Em sua avaliação, a superação desse cenário passa, entre outras medidas, pela limitação à forma como esses agentes usam as redes sociais, se envolvem na política e na formação dada às forças de segurança. “A gente pode pensar, primeiro, numa regulamentação do uso das redes sociais por parte das polícias. Muitos as usam como forma de autopromoção. Às vezes a gente vê redes sociais de policiais que mostram abordagens, investigações e atividades cotidianas que podem acabar influenciando certa visão de mundo porque eles mostram não apenas o seu trabalho; às vezes junto disso vem uma ideologia que nem sempre é democrática, nem sempre é de respeito aos direitos humanos”.
Quanto aos policiais que tentam a carreira política, a pesquisadora defende que também haja mudanças em relação ao que ocorre hoje. “A legislação do país permite que o policial que se candidata, quando não é eleito, volte para corporação. Ele foi para uma campanha política, se envolveu com as pautas e com o universo da política de modo bem amplo e ele retorna para corporação obviamente contaminado por toda essa questão.
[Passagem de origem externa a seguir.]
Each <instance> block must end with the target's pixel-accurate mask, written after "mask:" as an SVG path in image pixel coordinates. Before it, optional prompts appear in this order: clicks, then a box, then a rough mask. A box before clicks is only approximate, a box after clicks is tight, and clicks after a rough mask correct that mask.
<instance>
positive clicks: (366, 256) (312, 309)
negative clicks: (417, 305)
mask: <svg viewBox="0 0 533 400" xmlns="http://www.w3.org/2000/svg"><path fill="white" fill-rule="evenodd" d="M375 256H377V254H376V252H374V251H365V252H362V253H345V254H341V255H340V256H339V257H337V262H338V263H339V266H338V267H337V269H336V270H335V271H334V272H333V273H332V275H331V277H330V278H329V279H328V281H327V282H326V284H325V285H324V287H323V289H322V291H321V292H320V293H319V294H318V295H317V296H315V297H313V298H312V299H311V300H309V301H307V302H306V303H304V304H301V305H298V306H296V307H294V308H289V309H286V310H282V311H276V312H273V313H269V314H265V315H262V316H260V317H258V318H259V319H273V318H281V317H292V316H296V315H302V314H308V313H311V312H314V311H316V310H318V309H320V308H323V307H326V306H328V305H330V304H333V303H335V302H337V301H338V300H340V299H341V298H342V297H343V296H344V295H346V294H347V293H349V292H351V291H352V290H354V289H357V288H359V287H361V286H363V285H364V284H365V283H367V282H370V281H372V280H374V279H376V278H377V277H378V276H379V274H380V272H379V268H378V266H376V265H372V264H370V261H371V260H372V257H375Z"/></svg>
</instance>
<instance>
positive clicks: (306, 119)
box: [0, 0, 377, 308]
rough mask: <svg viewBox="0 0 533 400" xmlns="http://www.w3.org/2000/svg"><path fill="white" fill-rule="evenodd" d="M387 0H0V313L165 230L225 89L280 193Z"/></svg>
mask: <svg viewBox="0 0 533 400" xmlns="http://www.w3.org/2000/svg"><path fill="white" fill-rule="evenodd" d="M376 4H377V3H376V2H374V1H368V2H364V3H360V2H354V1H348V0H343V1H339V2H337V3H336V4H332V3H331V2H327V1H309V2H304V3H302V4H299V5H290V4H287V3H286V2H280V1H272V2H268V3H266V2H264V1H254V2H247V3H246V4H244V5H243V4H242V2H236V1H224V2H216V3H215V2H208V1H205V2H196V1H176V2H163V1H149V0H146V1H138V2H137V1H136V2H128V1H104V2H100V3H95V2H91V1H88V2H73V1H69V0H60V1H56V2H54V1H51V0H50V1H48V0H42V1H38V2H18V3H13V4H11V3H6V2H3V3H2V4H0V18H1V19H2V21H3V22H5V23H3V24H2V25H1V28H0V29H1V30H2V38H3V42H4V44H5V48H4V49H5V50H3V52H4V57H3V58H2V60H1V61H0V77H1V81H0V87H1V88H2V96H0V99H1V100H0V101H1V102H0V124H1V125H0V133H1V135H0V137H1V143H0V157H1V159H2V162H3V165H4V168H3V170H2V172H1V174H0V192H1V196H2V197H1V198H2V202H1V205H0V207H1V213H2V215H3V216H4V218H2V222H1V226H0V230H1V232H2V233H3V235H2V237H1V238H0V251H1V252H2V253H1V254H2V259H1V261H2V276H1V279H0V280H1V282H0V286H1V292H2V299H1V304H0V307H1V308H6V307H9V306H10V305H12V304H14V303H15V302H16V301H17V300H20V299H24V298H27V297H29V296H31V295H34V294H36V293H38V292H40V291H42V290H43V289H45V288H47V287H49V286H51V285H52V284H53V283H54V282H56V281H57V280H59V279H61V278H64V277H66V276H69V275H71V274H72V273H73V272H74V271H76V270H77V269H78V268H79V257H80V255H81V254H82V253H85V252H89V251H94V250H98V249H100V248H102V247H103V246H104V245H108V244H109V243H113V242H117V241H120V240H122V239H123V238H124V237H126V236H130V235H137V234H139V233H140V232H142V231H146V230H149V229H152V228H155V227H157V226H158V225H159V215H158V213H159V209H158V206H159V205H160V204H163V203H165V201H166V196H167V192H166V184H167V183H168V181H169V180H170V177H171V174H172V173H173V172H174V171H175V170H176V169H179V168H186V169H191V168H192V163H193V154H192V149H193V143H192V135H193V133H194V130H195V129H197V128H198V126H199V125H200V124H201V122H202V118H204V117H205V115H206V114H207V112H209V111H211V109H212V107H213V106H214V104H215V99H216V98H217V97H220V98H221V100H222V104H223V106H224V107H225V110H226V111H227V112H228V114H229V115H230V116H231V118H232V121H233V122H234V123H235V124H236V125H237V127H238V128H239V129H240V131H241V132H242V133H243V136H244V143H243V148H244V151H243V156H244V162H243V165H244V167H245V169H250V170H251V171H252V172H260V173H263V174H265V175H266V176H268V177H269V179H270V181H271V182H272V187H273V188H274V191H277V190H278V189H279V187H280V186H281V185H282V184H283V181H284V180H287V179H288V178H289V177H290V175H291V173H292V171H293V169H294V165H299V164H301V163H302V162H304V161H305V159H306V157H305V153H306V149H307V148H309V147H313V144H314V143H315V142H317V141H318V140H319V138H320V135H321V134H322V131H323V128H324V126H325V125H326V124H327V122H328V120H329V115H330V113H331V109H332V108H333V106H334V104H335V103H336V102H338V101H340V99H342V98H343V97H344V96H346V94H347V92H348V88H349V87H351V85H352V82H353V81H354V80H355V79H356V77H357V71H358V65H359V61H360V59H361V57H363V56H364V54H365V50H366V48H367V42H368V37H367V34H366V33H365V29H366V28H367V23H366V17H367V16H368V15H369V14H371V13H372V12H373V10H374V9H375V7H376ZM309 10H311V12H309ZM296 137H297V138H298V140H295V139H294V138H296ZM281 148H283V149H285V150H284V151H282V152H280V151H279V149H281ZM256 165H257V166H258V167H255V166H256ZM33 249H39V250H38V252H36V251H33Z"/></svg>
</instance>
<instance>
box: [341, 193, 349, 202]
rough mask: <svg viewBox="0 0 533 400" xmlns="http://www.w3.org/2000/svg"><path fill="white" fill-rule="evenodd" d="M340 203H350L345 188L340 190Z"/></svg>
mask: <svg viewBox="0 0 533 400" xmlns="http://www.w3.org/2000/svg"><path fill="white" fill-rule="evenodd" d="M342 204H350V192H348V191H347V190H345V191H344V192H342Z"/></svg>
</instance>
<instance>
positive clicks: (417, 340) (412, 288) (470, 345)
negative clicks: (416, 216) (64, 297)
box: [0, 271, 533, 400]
Ao retornar à corporação, é muito fácil que essa pessoa vire um líder, alguém que possa conduzir os trabalhos nem sempre de forma completamente isenta. Esse é um outro ponto que precisa ser repensado pelo Legislativo e é algo bastante urgente que o Fórum já vem também apontando há algum tempo”.
Por fim, pontua, é preciso enfrentar questões estruturantes das polícias. Para ela, é necessalário que haja uma formação mais humana, não autoritária e não baseada em preceitos militares. “A polícia, de modo geral, tem ainda uma estrutura muito autoritária, uma herança (da ditadura) que, de alguma forma, acaba produzindo esse efeito de uma adesão mais forte ao bolsonarismo ou ao conservadorismo, enfim, a pautas da extrema-direita de modo geral”.